崋山最中・報民倉:愛知県田原市

崋山もなか報民倉

飢饉に備えた報民倉

1833年から4年間、全国的に大雨による洪水や冷害が続き、農作物が大打撃を受けました。天保の大飢饉です。各地で多数の餓死者がでて一揆などが起こりましたが、田原藩では一人の餓死者もでませんでした。それは田原藩家老の渡辺崋山が飢饉に備えて建てた備蓄倉庫「報民倉」のおかげだったのです。

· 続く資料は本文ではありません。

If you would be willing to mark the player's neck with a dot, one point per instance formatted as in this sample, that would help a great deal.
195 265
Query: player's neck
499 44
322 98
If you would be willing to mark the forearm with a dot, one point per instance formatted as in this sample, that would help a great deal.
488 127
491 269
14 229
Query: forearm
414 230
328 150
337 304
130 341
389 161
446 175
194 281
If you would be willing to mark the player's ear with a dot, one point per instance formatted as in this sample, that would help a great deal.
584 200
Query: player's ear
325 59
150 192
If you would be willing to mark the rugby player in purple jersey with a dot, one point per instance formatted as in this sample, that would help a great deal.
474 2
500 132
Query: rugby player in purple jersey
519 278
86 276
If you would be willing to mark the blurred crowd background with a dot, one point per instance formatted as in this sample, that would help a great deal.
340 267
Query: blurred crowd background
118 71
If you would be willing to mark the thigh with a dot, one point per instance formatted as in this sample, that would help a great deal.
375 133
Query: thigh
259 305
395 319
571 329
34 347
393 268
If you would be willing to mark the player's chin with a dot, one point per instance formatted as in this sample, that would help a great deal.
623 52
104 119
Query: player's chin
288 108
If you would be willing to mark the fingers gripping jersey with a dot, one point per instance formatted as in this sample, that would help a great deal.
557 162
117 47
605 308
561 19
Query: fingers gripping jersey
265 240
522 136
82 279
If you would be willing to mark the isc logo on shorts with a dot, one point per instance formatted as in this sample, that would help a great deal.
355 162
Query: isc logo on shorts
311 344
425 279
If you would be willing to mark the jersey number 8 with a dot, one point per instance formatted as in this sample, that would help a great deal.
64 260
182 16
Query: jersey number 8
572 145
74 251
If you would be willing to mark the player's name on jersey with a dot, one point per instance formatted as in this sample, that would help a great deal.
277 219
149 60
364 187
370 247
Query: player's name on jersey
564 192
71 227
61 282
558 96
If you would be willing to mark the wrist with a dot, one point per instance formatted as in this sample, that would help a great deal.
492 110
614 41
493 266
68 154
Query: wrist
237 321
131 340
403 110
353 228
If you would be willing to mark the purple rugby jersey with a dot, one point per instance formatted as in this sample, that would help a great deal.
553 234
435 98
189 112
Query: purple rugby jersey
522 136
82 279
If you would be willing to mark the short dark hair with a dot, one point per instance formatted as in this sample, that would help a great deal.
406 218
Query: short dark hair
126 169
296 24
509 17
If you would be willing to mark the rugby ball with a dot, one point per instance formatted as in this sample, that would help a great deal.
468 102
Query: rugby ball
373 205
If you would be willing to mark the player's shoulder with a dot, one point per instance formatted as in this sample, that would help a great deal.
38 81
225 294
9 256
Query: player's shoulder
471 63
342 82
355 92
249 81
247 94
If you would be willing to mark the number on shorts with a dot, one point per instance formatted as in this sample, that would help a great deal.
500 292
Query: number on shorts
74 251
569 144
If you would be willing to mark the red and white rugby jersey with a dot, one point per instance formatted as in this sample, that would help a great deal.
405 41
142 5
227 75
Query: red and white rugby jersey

これによって幕府より表彰されていますが、渡辺崋山がどんな人物かあまり知られていないですよね。敏腕家老だったのだろうと想像はつきますが、蘭学者たちの指導者的立場だったり、海防について詳しいながら密かに開国を願っていたとか。また文人画家として谷文晁に師事し、自らの弟子には椿椿山らがいます。そんな崋山を誇りに思う田原市の銘菓がこちら。

崋山もなか
崋山もなか報民倉

米俵形の皮種に餡が入っているものと、自分で餡を詰めるタイプの崋山最中「報民倉」があります。薄緑色に色付けされた滑らかな白餡に、少し混ざった小豆の粒餡が互いの風味を引き立てあっています。報民倉は陶器の壺入りの餡と皮種が6個入っています。

田原市は崋山推し

田原市のある渥美半島は花の栽培が盛んですが、花の季節には少し早い時期に田原市へ行ってきました。田原市の観光地スポットと言えば伊良湖岬ですが、今回は半島の付け根に近い市街地にある崋山神社や田原城跡を巡ってきました。

渡辺崋山の銅像

中心地の大通りから脇へ入ると、すぐに田原城跡が見えてきます。巴形の湾に面していたことから別名「巴江城」。再建された大手門と二の丸櫓の奥には崋山の作品などが見られる田原市博物館があり、本丸と三の丸には神社が建っています。城の隣には、崋山神社、崋山会館が並んでいます。さらっと見学して、さらにその先の崋山の幽居跡と銅像がある池ノ原公園へ。抹茶とお菓子が300円という案内板に心惹かれながら静かな公園を散策しました。

崋山最中・報民倉

冨貴屋 愛知県田原市田原町築出57-13 0531-22-0248 月曜定休 崋山最中1個129円 報民倉1,300円
中心街の大通り沿いにありますが、駐車スペースあります。洋菓子も販売していて、店内で食べることもできます。報民倉は道の駅「田原めっくんはうす」でも販売しています。